Innocent victims: Babies born dependent on opioids
HUNTSVILLE, AL (WAFF) - They are truly innocent victims: babies born dependent on opioids. You've heard all about the national crisis, but it's evident right here in the Valley, starting with the most vulnerable.
"There is definitely a distinctive cry. They cry a lot, just excessive crying. Just very uncomfortable. They tremble, they shake. They will be really stiff. You'll pick them up and they'll be really stiff. Their muscles don't bend really easily," said Dr. Stephanie Israel, a pediatrician.
Videos taken in hospitals around the country show their suffering up close and are hard to watch. They show babies withdrawing from opioids their mothers took while pregnant.
WAFF 48 News was given access to Huntsville Hospital's neonatal intensive care unit.
Israel can describe the symptoms easily because she's seeing them more often.
"Years and years ago, we didn't have this in our NICUs at all," she said.
Now, one in every 10 babies they treat is suffering from withdrawals from either illicit drugs or those that were prescribed.
Nationally, a baby suffering from opiate withdrawal is born every 25 minutes and requires a longer hospital costing $66,000 on average.
Israel said they're not addicted because they haven't chosen to take anything. Their bodies are just dependent on the drug.
When typical babies can leave the hospital the very next day, it's different for those suffering from neonatal abstinence syndrome, or NAS.
"Some babies can stay up to a month, so even if you think that's only 10 babies a month, if they are staying a month, then that's a lot of babies here at the same time," Israel said.
That's where volunteers called "cuddlers" like Liz Smith come in.
"I've held babies for three or four hours. Once you get them to sleep after they've been in that kind of pain, you would never consider if you didn't have to putting them down," said Smith.
Smith, the chief cuddler, has been cuddling babies in the NICU for seven years and has gone through extensive training to comfort NAS babies.
"It's the best volunteer gig there has ever been. What could be more important than holding a precious baby that's sick?" said Smith.
Her effort and many other volunteers have proven to help in treatment the other half is weaning these babies off their drug dependence a little bit at a time. Overall, this process comes without judgment placed on mom.

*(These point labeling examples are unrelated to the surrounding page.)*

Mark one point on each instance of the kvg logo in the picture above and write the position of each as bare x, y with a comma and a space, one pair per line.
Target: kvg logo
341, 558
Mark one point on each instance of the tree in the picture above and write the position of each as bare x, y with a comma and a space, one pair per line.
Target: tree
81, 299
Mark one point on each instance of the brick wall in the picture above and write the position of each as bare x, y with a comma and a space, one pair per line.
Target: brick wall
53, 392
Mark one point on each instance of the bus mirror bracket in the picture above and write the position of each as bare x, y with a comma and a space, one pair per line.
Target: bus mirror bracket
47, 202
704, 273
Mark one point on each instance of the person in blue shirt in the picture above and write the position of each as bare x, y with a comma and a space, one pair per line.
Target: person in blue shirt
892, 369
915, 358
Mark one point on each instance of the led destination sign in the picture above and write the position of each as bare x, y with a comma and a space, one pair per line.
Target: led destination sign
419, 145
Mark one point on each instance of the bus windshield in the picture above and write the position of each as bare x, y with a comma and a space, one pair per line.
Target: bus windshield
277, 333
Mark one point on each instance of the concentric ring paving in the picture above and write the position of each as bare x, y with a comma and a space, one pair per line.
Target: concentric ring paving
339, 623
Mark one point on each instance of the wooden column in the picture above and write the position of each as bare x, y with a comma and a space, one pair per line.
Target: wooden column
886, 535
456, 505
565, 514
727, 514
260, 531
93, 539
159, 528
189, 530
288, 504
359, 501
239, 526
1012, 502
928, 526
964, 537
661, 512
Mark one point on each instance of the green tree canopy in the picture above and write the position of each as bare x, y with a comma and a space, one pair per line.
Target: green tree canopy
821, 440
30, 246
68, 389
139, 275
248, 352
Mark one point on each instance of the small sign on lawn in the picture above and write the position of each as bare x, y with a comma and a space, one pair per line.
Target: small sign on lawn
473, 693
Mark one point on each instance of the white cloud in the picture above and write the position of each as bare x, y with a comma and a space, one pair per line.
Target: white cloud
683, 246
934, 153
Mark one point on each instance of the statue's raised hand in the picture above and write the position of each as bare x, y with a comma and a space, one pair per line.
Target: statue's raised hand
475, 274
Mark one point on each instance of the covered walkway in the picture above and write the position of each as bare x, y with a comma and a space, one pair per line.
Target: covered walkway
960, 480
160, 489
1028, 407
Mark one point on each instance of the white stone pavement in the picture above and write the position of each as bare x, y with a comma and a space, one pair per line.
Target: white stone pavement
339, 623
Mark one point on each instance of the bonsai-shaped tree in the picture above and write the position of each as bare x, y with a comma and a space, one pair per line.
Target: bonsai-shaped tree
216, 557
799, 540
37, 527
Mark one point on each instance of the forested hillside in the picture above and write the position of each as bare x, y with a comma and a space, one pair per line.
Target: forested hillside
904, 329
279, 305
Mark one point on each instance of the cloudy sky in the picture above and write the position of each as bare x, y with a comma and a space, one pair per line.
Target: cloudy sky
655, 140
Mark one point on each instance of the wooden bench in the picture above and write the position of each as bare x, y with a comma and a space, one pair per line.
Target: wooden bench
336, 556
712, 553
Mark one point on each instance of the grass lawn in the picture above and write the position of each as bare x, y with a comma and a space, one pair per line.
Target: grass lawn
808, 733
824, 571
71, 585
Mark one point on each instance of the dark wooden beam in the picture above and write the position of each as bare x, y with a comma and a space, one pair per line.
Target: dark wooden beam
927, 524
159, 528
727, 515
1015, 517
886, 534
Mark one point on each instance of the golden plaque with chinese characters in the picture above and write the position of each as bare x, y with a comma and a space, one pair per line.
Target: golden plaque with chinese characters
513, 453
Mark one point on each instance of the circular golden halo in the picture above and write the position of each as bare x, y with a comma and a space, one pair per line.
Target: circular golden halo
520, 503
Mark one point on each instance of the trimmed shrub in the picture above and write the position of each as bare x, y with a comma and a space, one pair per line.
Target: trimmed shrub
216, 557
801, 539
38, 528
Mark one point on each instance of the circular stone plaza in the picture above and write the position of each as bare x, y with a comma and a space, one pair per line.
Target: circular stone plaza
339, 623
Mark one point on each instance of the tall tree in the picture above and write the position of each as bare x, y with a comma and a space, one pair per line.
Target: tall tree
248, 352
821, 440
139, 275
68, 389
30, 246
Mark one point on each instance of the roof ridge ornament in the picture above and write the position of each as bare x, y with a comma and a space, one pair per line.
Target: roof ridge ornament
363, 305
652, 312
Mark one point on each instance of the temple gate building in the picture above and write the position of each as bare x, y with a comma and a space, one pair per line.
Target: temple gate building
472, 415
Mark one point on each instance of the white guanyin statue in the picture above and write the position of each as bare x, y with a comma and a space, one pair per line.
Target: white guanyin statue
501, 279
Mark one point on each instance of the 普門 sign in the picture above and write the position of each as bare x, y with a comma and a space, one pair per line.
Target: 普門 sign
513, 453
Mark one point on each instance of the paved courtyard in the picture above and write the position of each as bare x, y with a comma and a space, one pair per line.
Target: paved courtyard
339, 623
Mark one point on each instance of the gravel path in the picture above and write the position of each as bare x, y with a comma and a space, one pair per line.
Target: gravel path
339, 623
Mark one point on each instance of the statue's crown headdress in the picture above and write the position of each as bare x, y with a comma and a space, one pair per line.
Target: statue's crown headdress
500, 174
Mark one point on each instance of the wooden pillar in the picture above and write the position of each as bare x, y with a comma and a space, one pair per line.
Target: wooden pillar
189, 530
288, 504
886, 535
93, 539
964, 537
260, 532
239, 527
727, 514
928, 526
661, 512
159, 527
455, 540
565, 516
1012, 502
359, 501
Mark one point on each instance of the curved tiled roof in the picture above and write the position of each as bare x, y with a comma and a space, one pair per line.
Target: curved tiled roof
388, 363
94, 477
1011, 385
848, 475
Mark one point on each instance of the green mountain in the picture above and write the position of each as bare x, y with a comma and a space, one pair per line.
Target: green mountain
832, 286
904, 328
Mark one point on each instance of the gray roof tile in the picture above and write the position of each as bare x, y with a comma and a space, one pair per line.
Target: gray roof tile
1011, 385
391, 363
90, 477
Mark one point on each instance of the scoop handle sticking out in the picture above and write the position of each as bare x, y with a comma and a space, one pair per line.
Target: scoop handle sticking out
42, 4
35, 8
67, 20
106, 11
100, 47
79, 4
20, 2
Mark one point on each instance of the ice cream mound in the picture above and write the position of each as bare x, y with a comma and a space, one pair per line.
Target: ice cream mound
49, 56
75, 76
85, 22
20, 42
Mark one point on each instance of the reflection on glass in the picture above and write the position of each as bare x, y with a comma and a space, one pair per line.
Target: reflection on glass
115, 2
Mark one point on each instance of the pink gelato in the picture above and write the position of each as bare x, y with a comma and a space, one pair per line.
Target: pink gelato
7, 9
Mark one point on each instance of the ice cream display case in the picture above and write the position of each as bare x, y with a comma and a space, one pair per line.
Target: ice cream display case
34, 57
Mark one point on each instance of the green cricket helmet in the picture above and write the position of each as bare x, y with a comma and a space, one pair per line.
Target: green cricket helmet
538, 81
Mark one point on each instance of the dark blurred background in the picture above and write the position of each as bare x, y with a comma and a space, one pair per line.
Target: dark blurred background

"People whose babies we treat, it's not just people on the streets who are addicted, what you think of addiction. It can be your next door neighbor. It can be someone who got it for dental pain or back pain. We all understand and are supportive of it and we don't judge the people that we help. I'm hoping now the more attention brought to it, the more people can be educated, the more mothers can be educated." said Israel.
Education is one thing, but there is another component to this and that's intervening when necessary. Medical social workers at the hospital review each case regarding babies born with opiates in their systems. If there is a mother with a prescription or on a pain management regiment, then they verify that.those without a prescription and those that have a child endangerment concern, state agencies are then notified.